Wolfram tampoco se molestó en desnudarla lentamente, acariciarla y besarla; se limitó a levantarle el vestido y bajarse los pantalones. Lo único que lo distinguía de los hombres de la calle eran sus palabras. No solo balbuceaba palabras sin sentido sino que dijo algo acerca de «conquistar» y «poseer». Magdalena creyó entender que le decía que la convertiría en su esposa y se sintió feliz. Pero ¡ojalá no la aferrara con tanta brutalidad! Y además era alto y pesado. Cuando se lanzó sobre ella, creyó que se asfixiaría, pero como casi siempre, todo acabó con mucha rapidez… y para desconcierto de Magdalena, Wolfram no le dijo que se marchara de inmediato. En cambio, empezó a darle órdenes.

—¡Bésame! ¡Sírveme vino! Y ayúdame a quitarme las botas.

Encantada, Magdalena hizo todo lo que parecía complacer a Wolfram.

—¡Ya sabes que ahora has de hacer todo lo que te pida!

Magdalena asintió sumisa y una vez más se acurrucó a su lado bajo las mantas cuando él se lo ordenó. Y volvió a callar y solo soltó un suave gemido cuando la penetró. La recompensa le pareció increíble: Wolfram le permitía yacer a su lado, apretarse contra él y le hablaba como si ella fuera una persona.

Animada y consolada por su abrazo, le contó a «su caballero» las novedades que aquella noche había oído junto a la hoguera y, preocupada, le habló de Stephan y la segunda cruzada.

Wolfram la escuchó con atención.

—Pero ¿qué es lo que te inquieta? —preguntó, sacudiendo la cabeza—. Así que Dios ha enviado a dos ejércitos a Jerusalén. De momento dos, que sepamos, pero puede que algunos más se pongan en camino, quizá desde Hispania o desde Bretaña… hay muchos países. Y entonces todos nos reuniremos en Jerusalén para rezar. ¡Y los paganos no tendrán más remedio que optar por Cristo y por el bien!

Magdalena se apretujó contra él. ¡Cuán inteligente era! ¡Todo resultó tal como debía ser!

Cuando poco después Wolfram le ordenó que se marchara, salió fuera extasiada de felicidad. Le hubiera gustado dormir a su lado, los vellones que cubrían el lecho eran suaves y cálidos, pero esa noche no quería pedírselo. Más adelante.

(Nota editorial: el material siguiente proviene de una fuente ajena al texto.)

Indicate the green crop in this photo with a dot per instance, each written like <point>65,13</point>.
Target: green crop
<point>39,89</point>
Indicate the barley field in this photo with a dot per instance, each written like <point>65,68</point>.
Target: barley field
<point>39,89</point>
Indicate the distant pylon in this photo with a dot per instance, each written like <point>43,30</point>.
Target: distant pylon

Echó a correr bajo la lluvia que volvía a caer. Quizás en la dorada Jerusalén, cuando todos los pecados hubiesen sido perdonados y todos los peregrinos fueran iguales, entonces Wolfram la amaría.

A pesar de todas las dudas albergadas por Konstanze, Armand y Gisela, Magdalena creía en la cruzada y se refugiaba en su sueño.